Why I will not rent with a young landlady

Most of you at one time or other have had something to do with landladies or as in most cases landlords but my point of discussion today is centred on landladies. In the early 70s, when I had just completed school there were many vacant apartments in my country of exile.

Saturday, June 26, 2010

Most of you at one time or other have had something to do with landladies or as in most cases landlords but my point of discussion today is centred on landladies. In the early 70s, when I had just completed school there were many vacant apartments in my country of exile.

These had been left behind by Asians (Indians) who were being expelled by that self styled field marshal whose name I don’t like mentioning.  

Many of the Indian properties were nationalized while others were simply grabbed by locals. When I felt that I was old enough and had to move out of my parents’ house, I moved in the posh suburb of the city where Naluwu owned one such apartment.

Naluwu was relatively young and affluent with very high self esteem. She took care of herself and from the outside she would pass for a highly modern and sophisticated woman who was very careful with anything that would affect her dignity. 

After giving me a long list of Dos and Don’ts if I stayed in her house, we treated each other with mutual respect. One striking rule got me to develop a hiccup.

"I shall not entertain any female visitors be they relatives or otherwise as long as am still the landlady.” I was not allowed any questions regarding the rule.

While I paid rent for three months in advance, my would be kitchen floor was rugged and the roof let in water. One morning I approached her requesting the renovation since it was not only expensive to eat out in "Ndagaswi” but dangerous as well. 

In my long life and "career” of dating which many of my Christian friends call "evil womanizing” I can authoritatively advise young lads against landladies or very close neighbours. 

"Oh Shooter, don’t mind I will fix it as soon as possible but in the meantime, we can share my kitchen,” she said with a seductive smile which I ignored. I was not ready to share a kitchen. 

In the gone days, we did not have mobile phones so there was nothing like text messages so one evening returning from work and bar, I found she had slid under my door a beautiful and well designed writing pad. On it were the words, "ha ha ha, Shooter, don’t be shy and angry towards me, am one person who wishes the best for you.” She had also drawn so many hearts at the note.

I am not a stonehearted person, as a matter of fact am just like any other normal man. These small things she was doing obviously roused something in my heart. 

Guess what? We started sharing the kitchen by cooking in turns and before I could realize we were sharing everything but the bed. The shooter had been provoked out of his shell so it was time to unleash what he knew best 
When the mother cow is chewing grass, the young one watches the mouth so Chinua Achebe said. Therefore, when she proposed that we share the kitchen, I also later proposed we share the bathroom.
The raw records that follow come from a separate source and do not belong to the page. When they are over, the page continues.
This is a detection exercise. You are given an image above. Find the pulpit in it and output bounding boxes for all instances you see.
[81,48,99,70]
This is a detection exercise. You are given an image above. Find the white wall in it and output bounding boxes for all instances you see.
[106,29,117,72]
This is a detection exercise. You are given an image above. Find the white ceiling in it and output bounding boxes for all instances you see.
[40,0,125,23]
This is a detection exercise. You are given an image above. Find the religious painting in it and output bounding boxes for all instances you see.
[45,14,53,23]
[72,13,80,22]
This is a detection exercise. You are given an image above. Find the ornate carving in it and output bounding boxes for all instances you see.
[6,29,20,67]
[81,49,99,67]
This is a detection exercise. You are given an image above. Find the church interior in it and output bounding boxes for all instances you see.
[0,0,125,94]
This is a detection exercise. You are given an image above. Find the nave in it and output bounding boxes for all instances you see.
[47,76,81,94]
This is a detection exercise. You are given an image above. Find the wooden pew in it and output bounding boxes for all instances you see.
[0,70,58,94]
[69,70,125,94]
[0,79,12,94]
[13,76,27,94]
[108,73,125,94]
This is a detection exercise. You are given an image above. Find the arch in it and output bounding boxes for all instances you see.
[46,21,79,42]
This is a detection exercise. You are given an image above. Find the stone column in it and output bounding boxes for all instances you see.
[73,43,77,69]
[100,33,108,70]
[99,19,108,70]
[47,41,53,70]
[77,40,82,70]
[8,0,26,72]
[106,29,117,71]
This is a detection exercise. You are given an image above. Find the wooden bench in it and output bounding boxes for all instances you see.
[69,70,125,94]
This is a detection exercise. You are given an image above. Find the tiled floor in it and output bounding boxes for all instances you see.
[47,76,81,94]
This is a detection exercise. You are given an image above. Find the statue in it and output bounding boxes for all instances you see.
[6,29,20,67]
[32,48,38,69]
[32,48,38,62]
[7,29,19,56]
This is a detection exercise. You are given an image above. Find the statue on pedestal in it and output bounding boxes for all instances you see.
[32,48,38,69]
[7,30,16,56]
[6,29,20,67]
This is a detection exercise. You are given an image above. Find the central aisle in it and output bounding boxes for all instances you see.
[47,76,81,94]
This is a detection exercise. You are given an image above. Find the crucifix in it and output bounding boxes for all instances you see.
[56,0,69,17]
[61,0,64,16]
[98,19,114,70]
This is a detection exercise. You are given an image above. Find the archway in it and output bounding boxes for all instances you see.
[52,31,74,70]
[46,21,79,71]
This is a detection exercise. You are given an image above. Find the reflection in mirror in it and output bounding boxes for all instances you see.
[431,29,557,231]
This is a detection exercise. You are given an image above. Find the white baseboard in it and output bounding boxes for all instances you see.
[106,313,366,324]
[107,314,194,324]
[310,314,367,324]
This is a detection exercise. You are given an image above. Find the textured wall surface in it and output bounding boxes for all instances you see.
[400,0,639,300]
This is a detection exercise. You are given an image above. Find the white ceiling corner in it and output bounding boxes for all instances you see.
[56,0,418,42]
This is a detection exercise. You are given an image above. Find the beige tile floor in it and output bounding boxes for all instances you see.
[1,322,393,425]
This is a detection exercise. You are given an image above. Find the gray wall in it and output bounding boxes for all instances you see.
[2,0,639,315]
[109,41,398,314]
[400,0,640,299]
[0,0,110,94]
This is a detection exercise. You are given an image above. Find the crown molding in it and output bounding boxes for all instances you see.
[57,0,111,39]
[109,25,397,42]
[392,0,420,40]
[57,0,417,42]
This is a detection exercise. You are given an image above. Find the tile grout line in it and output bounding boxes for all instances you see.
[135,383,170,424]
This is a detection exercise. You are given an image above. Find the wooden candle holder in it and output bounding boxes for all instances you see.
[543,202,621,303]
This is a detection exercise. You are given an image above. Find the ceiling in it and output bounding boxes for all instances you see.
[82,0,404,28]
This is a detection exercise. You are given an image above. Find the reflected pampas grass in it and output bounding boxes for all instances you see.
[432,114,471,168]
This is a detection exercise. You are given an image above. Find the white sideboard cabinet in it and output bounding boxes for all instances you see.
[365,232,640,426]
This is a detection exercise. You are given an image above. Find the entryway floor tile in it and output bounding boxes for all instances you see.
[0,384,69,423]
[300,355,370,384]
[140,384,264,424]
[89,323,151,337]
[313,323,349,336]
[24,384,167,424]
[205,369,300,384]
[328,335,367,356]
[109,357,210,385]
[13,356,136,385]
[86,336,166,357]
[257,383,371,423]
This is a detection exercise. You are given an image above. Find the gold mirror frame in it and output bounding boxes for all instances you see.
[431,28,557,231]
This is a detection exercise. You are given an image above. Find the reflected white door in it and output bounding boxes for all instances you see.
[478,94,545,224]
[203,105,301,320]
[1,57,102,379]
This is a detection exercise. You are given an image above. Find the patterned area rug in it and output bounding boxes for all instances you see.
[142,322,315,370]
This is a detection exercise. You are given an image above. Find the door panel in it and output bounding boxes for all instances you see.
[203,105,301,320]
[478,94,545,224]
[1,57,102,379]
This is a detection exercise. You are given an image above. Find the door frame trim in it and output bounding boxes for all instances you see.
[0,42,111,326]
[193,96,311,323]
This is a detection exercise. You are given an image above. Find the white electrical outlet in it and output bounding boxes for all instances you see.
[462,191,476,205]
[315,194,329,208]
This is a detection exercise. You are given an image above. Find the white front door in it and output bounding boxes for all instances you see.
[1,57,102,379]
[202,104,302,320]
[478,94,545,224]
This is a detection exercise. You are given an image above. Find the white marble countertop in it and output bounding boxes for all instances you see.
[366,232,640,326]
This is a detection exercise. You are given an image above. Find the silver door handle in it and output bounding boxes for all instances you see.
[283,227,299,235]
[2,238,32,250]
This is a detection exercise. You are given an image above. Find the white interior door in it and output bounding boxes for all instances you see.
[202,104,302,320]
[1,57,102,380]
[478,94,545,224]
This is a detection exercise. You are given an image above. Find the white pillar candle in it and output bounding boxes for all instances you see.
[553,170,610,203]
"Ayayaya” she had exclaimed in the typical luganda style. I actually thought she would object to my proposal but after a few days of insisting there we were in the same waters. 

After a few months with the Naluwu landlady, the shooter was reaping where he had sowed. What do I mean? I didn’t move in it’s against the Rwandan culture but she moved into my apartment (you can determine who moved in depending on how you kook at it).       

"You have been a good tenant Shooter, don’t mind about paying the next three months’ rent,” she surprised me one Sunday morning as she brought me breakfast in bed. 
I am a proud Rwandan.

I immediately packed my bags and left the house whose owner I "loved” because I was not ready to live in a house whose rent I wasn’t paying because of love nor was I ready to be used (taking my heart for granted).

I didn’t say bye to her and I have not seen or heard from her since.